Premiere an der Komischen Oper: Wunden gibt es immer wieder

Einfach Spitze: Generalmusikdirektor Henrik Nanasi und Regisseur Damiano Michieletto verzaubern ihr Publikum mit Jules Massenets „Cendrillon“.

Es kann so schnell gehen: Ein falscher Schritt, ein unglücklicher Sturz – und der Traum ist vorbei. Lucette war ganz nahe dran an der Primaballerina-Karriere. Jetzt liegt sie im Krankenhausbett, ihr Bein ist komplett geschient, jeder Schritt schmerzt. Und dazu noch die Schadenfreude der Stiefschwestern, die sich jetzt Chancen ausrechnen beim Casting für die Titelrolle in „Cinderella“.

In eine ziemlich heruntergekommene Ballettschule verlegt Regisseur Damiano Michieletto Jules Massenets „Aschenputtel“-Vertonung von 1899. Und spielt das Gedankenexperiment an der Komischen Oper hochvirtuos durch: Die Titelheldin, „Cendrillon“ im Französischen, wird durch ihre Verletzung zur Ausgestoßenen in einer Sportwelt, die auf Drill und Höchstleistung fixiert ist. Hier herrscht die böse Schwiegermutter als strenge Zuchtmeisterin, schikaniert beim Training an der Stange die Chorsolisten – die einmal mehr aufs Staunenswerteste beweisen, dass sie einfach alles spielen können.
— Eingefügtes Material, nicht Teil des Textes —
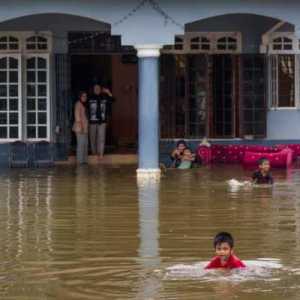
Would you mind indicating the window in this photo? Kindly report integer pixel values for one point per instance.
(9, 97)
(36, 43)
(286, 81)
(282, 43)
(200, 43)
(37, 98)
(9, 43)
(178, 43)
(227, 43)
(282, 85)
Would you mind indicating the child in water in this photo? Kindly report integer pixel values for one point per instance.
(223, 244)
(263, 175)
(187, 159)
(177, 153)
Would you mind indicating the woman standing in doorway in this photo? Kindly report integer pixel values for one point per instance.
(99, 109)
(80, 128)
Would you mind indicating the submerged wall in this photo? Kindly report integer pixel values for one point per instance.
(154, 22)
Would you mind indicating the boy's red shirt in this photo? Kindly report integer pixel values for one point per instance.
(232, 263)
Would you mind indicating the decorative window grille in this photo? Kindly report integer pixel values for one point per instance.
(10, 98)
(200, 43)
(227, 43)
(282, 43)
(37, 97)
(36, 43)
(9, 43)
Die Fee schleicht als Rentnerin herein

Der König tritt als windiger Impresario auf, dessen Sohn natürlich die Rolle des Märchenprinzen tanzen muss. Cendrillons Vater ist zum Hausmeister degradiert, die gute Fee schleicht als Rentnerin herein, die jede Menge Sternenstaub in ihrer Handtasche mit sich führt und gemeinsam mit ihren Stützstrumpf-Freundinnen dem verletzten Aschenputtel nicht nur die Beweglichkeit wiedergibt, sondern ihr auch zum standesgemäßen Tüll-Tutu verhilft.
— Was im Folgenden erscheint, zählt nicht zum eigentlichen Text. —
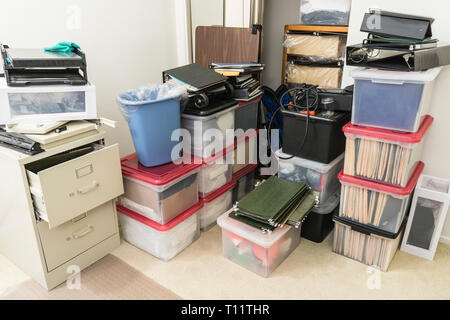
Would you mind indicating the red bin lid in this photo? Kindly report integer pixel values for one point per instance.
(157, 176)
(407, 190)
(213, 196)
(384, 134)
(155, 225)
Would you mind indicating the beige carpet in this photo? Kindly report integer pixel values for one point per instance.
(109, 278)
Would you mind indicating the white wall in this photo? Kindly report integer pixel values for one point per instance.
(127, 43)
(237, 13)
(437, 144)
(205, 13)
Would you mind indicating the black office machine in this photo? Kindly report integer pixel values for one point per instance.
(313, 120)
(35, 66)
(209, 91)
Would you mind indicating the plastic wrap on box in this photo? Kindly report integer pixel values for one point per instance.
(324, 77)
(325, 12)
(315, 47)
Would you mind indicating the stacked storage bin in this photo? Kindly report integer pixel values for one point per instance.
(160, 209)
(322, 178)
(382, 162)
(217, 184)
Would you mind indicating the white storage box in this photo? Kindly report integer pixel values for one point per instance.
(203, 129)
(46, 103)
(257, 251)
(364, 244)
(392, 100)
(161, 241)
(214, 205)
(427, 216)
(215, 172)
(245, 151)
(383, 155)
(375, 204)
(159, 193)
(322, 178)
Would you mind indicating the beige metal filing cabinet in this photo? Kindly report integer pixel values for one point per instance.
(57, 216)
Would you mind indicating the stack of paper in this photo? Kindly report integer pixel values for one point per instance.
(274, 203)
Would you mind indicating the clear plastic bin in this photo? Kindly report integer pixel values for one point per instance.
(159, 193)
(203, 128)
(364, 244)
(325, 12)
(245, 151)
(322, 178)
(161, 241)
(215, 172)
(257, 251)
(427, 217)
(46, 103)
(246, 115)
(392, 100)
(245, 182)
(374, 204)
(214, 205)
(382, 155)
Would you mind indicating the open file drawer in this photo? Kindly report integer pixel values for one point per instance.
(74, 237)
(69, 184)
Mit seinem Kunstgriff gelingt es Damiano Michieletto, aus dem altbekannten Märchenpersonal echte Menschen zu machen, Charaktere, deren Gefühle den Zuschauer wirklich interessieren. Mit Nadja Mchantaf als Lucette/Cendrillon und Karolina Gumos in der Hosenrolle des prince charmant hat der Regisseur aber auch zwei Darsteller zur Verfügung, die sich das Konzept rückhaltlos aneignen. Grandios, wie Karolina Gumos den Jüngling spielt, einen Hochbegabten, den das ganze Bohei um seine Person anekelt und der sich zu Beginn förmlich unter der Kapuze seines Hoodie verkriecht, bis er von Aschenputtel endlich emotional erweckt wird. Nadja Mchantaf, die ab der kommenden Saison zum festen Ensemble der Komischen Oper gehören wird, schont sich keine Sekunde, agiert mit vollem Körpereinsatz und singt dabei auch noch mit lodernder Intensität.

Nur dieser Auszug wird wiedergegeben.